In search of a cure – the fight against laminitis
Thursday, February 19, 2009
Kennett Square, PA - In recent months, progress has been made in building the foundation for the fight against laminitis, with the addition of Professor Christopher Pollitt – BVSc, PhD, a world renowned laminitis researcher, as research director for the Laminitis Institute at Penn Vet. He joins Dr. James Orsini, director of the institute, and Dr. Hannah Galantino-Homer, who serves as the senior lead investigator.
"This international effort in the fight against laminitis, organized by Drs. Galantino-Homer, Orsini and Pollitt, will ensure that research information is shared and sustained, expanding our base of knowledge," said Dr. Gary Althouse, New Bolton Chair of Clinical Studies. "We are very excited about the opportunities the Laminitis Institute at Penn Vet offers for increasing our understanding of the disease in concert with development of successful clinical treatments and preventive strategies."
In addition to coordinating the efforts of researchers from all around the world, including his own Laminitis Research Unit at the University of Queensland in Australia, Dr. Pollitt is leading the Institute’s first initiative, which is the creation of a tissue bank at New Bolton Center.
“My vision for this Institute is for it to be available to all genuine scientists studying laminitis from anywhere in the world; a truly international, collaborative, research push,” said Dr. Pollitt. “I see this Institute becoming a Center for people to come to, and understand laminitis, and for people to go from here to the collaborations we have developed internationally, generating new information and new knowledge so that we have real evidence on which to base our clinical treatments, preventive strategies.”
Dr. James Orsini, in his role as director of the Institute, is responsible for setting strategic direction. “Research is the driving force, and the rationale for bringing Dr. Pollitt on board to work with Dr. Hannah Galantino-Homer and other scientists,” said Dr. Orsini. “The research is what is going to translate into improved clinical care and our expanded understanding of what causes laminitis. We want people to know that the Laminitis Institute is up and running, and that we have a mission and vision for the future – we are committed to making sure the next generation of researchers/clinicians see laminitis as an important area for investigation and even solving the puzzle.”
Dr. Galantino-Homer recently received a three-year grant from the Bernice Barbour Foundation to establish and maintain a Laminitis Discovery Database, which will include the tissue bank of clinical and experimental samples described by Dr. Pollitt, as well as information on data obtained from these samples and a database of information on antibodies for equine disease research. Dr. Julie Engiles, a veterinary pathologist at Penn Vet, is documenting the disease status of banked tissues as well as conducting her own studies on the pathology of chronic laminitis. Dr. Galantino-Homer's collaborative Grayson-Jockey Club Research Foundation project with Drs. Orsini, Pollitt, Dr. Rebecca Carter (post doctoral fellow) and Dr. Neal Rubinstien of Penn Medical Center is ongoing. This project is investigating the gene and protein expression profiles of two models of laminitis. An expert in equine genomics, Dr. Bhanu Chowdhary of Texas A&M University, recently joined this project. Dr. Galantino-Homer's Laminitis Laboratory continues to study equine basal epithelial cells from the lamellae and to develop an in vitro culture system for the study of equine laminitis in collaboration with Dr. Makoto Senoo, an epithelial stem cell biologist at Penn Vet.
"My hopes for these three projects are that the Laminitis Discovery Database will provide us and others with the samples and information needed to conduct collaborative research, that the Grayson project will increase our understanding of the disease process and disease biomarkers, and that the stem cell studies will provide a better understanding of normal and diseased lamellar biology and a laboratory model for testing hypotheses at the cellular and molecular level without inducing laminitis in live horses," said Dr. Galantino-Homer.

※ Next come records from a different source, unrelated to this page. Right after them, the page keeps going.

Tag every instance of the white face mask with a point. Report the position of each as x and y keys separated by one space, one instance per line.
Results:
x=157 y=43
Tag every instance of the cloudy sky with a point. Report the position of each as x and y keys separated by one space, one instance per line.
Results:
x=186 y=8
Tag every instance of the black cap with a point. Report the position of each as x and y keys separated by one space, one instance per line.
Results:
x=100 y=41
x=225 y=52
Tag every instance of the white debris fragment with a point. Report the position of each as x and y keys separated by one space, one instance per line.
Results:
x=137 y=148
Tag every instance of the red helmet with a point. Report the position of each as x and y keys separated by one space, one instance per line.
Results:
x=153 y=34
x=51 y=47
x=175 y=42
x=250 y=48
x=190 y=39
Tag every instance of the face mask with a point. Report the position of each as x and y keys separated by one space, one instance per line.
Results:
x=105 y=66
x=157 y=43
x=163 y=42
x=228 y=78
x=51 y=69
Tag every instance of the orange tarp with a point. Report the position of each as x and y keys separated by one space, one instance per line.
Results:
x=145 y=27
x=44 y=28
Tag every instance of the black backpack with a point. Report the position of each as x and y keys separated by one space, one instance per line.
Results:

Penn's School of Veterinary Medicine is one of the world's premier veterinary schools. Founded in 1884, the School was built on the concept of Many Species, One Medicine. The birthplace of veterinary specialties, the School serves a distinctly diverse array of animal patients, from pets to horses to farm animals at our two campuses. In Philadelphia, on Penn's campus, are the Matthew J. Ryan Veterinary Hospital for companion animals, as well as classrooms, laboratories and the School's administrative offices. The large-animal facility, New Bolton Center, in Kennett Square, Pa., encompasses hospital facilities for the care of horses and food animals as well as diagnostic laboratories serving the agriculture industry. The School has successfully integrated scholarship and scientific discovery with all aspects of veterinary medical education.